At 1100 GMT, the FTSEurofirst 300 index of top European shares was down 0.3 percent at 1,333.22 points, while the euro zone Euro STOXX 50 index was down 0.4 percent at 3105.63 points.

Both indexes were retreating from overbought territory based on their seven-day Relative Strength Index, a momentum indicator, after rising for eight of the last 10 sessions.

The FTSEurofirst 300 has gained roughly 5 percent over the past two weeks, boosted in part by relatively good results in the current earnings season.

EMERGING MARKETS

So far, 58 percent of companies have reported in-line or better-than-expected profits, according to Thomson Reuters (Frankfurt: TOC.F - news) Starmine.

Shares in Carlsberg surged 6.4 percent as the world's fourth largest brewer raised its dividend by a third thanks to growth in western Europe and Asia offsetting sluggish sales in Russia, where the economy is slowing.

Lafarge, which derives 58 percent of its sales from emerging markets, confirmed its targets despite a hit from volatile currencies in the fourth quarter, betting on continued growth in emerging markets and a recovery in North America and Europe. Its shares rose 3.1 percent.

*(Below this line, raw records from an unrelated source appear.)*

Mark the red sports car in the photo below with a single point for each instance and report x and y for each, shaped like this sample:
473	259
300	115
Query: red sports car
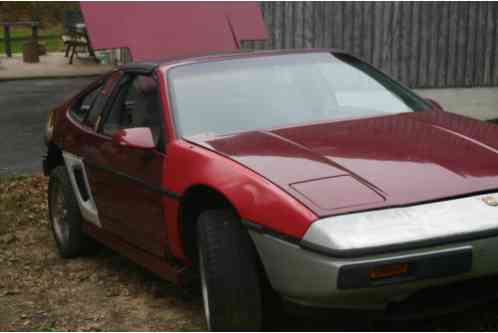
304	176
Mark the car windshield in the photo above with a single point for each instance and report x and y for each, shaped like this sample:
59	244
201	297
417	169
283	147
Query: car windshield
255	93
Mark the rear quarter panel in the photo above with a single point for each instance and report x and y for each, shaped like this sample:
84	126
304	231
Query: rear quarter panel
255	199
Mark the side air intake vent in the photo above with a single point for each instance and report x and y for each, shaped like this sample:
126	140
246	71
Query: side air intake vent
80	181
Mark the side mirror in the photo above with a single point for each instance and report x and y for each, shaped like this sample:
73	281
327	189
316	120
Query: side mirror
139	138
434	104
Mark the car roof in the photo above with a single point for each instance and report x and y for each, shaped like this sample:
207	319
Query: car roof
150	66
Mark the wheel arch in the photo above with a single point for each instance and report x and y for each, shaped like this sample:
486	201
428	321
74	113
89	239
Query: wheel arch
197	199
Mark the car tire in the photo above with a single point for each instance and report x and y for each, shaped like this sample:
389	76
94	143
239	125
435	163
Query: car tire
230	279
65	217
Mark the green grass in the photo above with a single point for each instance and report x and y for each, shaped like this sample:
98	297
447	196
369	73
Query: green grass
51	37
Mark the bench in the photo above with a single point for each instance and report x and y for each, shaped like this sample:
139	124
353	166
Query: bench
7	27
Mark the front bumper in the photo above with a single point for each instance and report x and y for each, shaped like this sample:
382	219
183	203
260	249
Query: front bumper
437	243
309	278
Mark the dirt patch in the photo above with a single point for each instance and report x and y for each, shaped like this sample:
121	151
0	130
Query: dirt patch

Earlier this year, sharp fluctuations in emerging market currencies and fears of a slowdown in their economies triggered a sharp selloff in European shares with an EM exposure.

The impact of the rout "was not as bad as some people feared, which makes it positive," Mike Reuter, a broker at Tradition, said.

Reuter, however, cautioned that political uncertainty in countries such as Ukraine meant risks remained elevated.

"I wouldn't extrapolate from a couple of companies that beat (with their) results that the whole area is improving. There are still significant (forex) risks."